Ravens to log enough miles in two weeks to travel halfway around globe

Ravens drop second straight in loss to Steelers (0:52)

ESPN's Jamison Hensley says that the injuries on the offensive and defensive line have been one of the reasons for the Ravens' struggles. (0:52)

OWINGS MILLS, Md. -- The Baltimore Ravens took their first flight overseas last month, traveling 7 1/2 hours to London. Two weeks later, the Ravens are flying six hours in the opposite direction to play at Oakland.

To put this in perspective, Baltimore's round-trip distances on those flights are 12,872 miles, which is what it would take to travel halfway around the globe. It's essentially the distance of flying one way from Baltimore to Perth, Australia.

This would be great for a businessman logging frequent-flier miles. It's not the optimum itinerary for a football team trying to get to the playoffs for the first time in three years.

Ravens coach John Harbaugh acknowledged this week that the impact of travel on his players is something he thinks about a lot and it's always on his mind.

"It’s hard to quantify it, though," Harbaugh said. "It’s hard for me to sit back and say, 'Hey, this London thing took a lot out of us. Maybe we're going west now [and] it'll be easier.' I don't know. I don't want to become an expert at those things, but I'll listen to the experts and to the advice. I can tell you, there are a lot of different opinions, and everyone has one, and everyone seems like they know what they're talking about -- at least, they act like they do."

The Ravens' travel puts them at a disadvantage, especially in the division. Baltimore will fly more miles in these two trips than nine teams will travel all season, including the Cincinnati Bengals and Pittsburgh Steelers.

The Steelers are traveling the least amount of miles of any team in the NFL. In fact, the Ravens' trips to London and Oakland will nearly double what Pittsburgh will travel the entire season (6,694 miles).

Overall, the Ravens will travel only the 16th-most miles this season in the NFL. That's because Baltimore's other six trips (Pittsburgh, Cincinnati, Cleveland, Minnesota, Tennessee and Green Bay) are relatively short ones.

"I think the bottom line is -- and the thing I come to after these years now -- is that the old ways [of traveling] are usually the best ways," Harbaugh said. "When you start trying to mess around with too many new ideas, you find out it's usually just a bunch of theory. The ways that people have done things for a long time usually are pretty solid."

That's why the Ravens are going to stick with the traditional plan of flying on Friday for Sunday's game in Oakland.

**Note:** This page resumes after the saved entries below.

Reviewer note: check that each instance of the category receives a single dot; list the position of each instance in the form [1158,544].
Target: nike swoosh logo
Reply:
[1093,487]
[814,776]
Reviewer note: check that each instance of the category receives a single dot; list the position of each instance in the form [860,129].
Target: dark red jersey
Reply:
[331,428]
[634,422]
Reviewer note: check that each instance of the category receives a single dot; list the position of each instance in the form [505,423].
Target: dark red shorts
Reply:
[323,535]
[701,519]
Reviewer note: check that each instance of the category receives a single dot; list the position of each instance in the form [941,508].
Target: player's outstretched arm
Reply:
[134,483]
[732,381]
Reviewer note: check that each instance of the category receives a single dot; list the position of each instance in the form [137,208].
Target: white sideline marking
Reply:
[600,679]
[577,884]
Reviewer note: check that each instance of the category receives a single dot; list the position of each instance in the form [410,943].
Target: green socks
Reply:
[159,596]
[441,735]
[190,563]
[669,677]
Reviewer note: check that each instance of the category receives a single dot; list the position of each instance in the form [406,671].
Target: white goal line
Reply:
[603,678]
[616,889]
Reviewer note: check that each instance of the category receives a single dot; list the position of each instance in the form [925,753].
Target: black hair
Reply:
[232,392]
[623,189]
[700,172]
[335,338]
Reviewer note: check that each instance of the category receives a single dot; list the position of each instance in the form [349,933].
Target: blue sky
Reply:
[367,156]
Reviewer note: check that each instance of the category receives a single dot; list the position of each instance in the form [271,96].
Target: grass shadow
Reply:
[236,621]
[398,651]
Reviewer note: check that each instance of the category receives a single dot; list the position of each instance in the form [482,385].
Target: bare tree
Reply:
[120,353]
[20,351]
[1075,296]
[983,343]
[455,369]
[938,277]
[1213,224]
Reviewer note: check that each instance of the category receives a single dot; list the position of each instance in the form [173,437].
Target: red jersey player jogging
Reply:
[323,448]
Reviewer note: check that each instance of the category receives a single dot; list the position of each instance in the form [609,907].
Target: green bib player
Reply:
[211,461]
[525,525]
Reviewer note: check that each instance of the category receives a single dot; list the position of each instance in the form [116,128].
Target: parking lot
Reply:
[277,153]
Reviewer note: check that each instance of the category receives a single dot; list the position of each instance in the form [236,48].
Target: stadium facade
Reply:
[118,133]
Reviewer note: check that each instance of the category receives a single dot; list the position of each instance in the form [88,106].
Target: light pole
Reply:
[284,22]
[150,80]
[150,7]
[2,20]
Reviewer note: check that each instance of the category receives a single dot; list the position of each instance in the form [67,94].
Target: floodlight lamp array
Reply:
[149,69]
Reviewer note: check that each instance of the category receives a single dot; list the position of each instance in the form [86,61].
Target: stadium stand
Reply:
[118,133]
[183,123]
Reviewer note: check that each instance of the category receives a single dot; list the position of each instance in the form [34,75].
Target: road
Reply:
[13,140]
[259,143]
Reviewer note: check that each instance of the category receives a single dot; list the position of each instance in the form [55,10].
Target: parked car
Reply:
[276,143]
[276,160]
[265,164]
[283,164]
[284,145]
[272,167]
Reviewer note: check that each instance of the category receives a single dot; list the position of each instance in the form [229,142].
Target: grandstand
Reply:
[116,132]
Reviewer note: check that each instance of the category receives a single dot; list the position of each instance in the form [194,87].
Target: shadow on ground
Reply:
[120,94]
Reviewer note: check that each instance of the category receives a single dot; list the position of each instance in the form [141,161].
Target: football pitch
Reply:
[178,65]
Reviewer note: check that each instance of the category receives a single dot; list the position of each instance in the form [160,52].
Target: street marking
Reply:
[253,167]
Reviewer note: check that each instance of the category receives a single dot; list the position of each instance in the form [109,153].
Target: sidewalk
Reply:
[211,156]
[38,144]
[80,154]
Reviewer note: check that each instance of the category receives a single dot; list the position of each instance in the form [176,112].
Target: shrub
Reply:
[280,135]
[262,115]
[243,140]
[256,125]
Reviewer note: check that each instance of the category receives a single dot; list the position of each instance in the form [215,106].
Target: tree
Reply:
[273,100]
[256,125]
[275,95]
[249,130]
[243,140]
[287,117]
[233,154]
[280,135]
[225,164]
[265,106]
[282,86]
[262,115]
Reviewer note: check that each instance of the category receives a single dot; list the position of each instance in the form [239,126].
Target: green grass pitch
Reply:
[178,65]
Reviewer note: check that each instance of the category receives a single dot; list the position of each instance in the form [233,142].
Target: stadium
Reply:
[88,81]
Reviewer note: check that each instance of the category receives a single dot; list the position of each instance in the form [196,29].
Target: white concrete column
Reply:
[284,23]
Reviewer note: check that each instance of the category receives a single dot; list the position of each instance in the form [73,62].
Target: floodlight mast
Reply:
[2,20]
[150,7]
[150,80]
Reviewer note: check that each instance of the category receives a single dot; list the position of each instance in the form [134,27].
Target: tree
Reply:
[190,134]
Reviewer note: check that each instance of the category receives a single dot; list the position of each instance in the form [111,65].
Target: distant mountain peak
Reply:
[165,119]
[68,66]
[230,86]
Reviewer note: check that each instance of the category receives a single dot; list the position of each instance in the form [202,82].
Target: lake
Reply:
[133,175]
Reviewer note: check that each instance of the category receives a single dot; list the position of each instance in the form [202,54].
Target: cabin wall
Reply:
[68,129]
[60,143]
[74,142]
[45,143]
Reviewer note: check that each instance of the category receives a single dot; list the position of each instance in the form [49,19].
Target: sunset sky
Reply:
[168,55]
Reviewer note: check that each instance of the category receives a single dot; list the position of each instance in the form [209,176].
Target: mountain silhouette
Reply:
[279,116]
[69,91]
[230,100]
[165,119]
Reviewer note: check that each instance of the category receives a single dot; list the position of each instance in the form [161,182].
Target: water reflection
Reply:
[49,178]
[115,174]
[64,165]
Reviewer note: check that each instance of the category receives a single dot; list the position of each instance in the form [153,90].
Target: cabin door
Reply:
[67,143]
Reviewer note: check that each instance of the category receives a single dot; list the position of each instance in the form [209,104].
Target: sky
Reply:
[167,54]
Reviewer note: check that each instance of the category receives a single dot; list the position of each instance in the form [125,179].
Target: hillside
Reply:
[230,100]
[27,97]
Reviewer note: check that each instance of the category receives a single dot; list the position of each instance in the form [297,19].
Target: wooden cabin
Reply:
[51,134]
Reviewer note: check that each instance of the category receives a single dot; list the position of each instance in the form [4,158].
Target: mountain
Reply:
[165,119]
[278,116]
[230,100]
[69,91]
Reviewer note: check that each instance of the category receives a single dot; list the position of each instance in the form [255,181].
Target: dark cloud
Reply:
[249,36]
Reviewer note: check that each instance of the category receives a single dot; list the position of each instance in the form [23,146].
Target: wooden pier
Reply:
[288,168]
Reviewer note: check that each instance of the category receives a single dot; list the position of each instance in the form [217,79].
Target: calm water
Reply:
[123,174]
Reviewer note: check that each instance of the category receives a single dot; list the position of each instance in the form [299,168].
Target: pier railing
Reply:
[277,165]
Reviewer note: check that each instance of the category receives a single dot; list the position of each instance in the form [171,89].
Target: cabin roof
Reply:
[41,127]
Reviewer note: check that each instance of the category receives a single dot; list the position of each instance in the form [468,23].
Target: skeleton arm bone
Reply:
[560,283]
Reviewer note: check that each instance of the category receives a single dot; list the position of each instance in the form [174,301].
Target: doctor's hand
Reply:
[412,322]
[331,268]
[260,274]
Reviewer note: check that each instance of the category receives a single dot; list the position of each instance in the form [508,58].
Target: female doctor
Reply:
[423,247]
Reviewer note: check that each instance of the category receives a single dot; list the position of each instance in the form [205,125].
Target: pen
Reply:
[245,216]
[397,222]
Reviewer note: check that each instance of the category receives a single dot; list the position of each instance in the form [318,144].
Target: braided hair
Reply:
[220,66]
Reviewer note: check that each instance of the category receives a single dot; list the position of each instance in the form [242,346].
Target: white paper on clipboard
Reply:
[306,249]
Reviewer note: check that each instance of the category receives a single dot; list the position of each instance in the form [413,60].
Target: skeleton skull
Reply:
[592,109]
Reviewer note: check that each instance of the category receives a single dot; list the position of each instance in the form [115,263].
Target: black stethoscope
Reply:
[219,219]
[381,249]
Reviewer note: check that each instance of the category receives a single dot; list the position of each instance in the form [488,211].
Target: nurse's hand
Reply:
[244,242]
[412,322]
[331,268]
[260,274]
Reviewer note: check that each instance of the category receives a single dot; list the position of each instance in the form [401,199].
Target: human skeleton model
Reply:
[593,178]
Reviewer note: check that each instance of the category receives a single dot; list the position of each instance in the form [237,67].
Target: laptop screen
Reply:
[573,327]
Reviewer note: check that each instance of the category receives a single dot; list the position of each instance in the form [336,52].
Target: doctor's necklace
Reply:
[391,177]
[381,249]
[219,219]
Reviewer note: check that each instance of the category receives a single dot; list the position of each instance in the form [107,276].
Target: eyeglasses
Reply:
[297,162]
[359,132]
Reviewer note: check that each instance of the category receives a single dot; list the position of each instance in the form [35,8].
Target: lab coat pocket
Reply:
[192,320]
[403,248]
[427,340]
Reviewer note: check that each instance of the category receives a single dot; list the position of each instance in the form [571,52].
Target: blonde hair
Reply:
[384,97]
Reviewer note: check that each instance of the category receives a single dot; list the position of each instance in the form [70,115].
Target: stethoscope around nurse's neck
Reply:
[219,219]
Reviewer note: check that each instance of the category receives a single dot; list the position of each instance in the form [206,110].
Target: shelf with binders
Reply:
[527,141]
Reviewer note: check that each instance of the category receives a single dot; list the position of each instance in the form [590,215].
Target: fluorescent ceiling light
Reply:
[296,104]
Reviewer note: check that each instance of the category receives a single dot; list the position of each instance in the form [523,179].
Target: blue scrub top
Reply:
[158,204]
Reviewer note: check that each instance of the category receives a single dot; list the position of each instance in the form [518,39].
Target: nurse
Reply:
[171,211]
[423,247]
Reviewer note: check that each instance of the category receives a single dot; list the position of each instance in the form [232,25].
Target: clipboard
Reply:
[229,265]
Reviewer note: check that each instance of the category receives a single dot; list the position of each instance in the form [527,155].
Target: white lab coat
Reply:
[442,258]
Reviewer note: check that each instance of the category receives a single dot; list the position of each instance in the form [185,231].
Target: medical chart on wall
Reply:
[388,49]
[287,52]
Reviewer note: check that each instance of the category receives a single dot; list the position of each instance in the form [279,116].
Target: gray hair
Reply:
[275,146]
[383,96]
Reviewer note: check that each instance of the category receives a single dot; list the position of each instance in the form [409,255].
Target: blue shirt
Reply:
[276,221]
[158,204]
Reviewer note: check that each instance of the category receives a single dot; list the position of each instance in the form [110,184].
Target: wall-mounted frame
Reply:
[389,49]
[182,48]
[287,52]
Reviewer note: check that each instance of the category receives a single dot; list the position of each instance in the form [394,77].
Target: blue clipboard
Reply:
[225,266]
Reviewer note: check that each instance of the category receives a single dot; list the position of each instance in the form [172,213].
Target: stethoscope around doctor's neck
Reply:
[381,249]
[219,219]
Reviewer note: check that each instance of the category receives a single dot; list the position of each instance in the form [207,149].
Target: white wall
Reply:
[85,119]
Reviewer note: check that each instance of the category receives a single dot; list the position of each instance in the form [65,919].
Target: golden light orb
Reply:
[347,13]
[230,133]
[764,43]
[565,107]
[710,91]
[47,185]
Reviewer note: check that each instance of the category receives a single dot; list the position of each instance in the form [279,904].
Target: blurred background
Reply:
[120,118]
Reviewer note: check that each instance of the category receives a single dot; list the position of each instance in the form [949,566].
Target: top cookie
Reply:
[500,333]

"We used to do that, we've always done that, and we’re going to stick with the schedule that we used to have back in the day when I first got here, and that'll be our schedule going forward," Harbaugh said. "As far as going east, to London, I'm not planning on having that conundrum again for a while. We'll see how that goes, but I think teams going out there have had their issues, for sure, and then even coming back."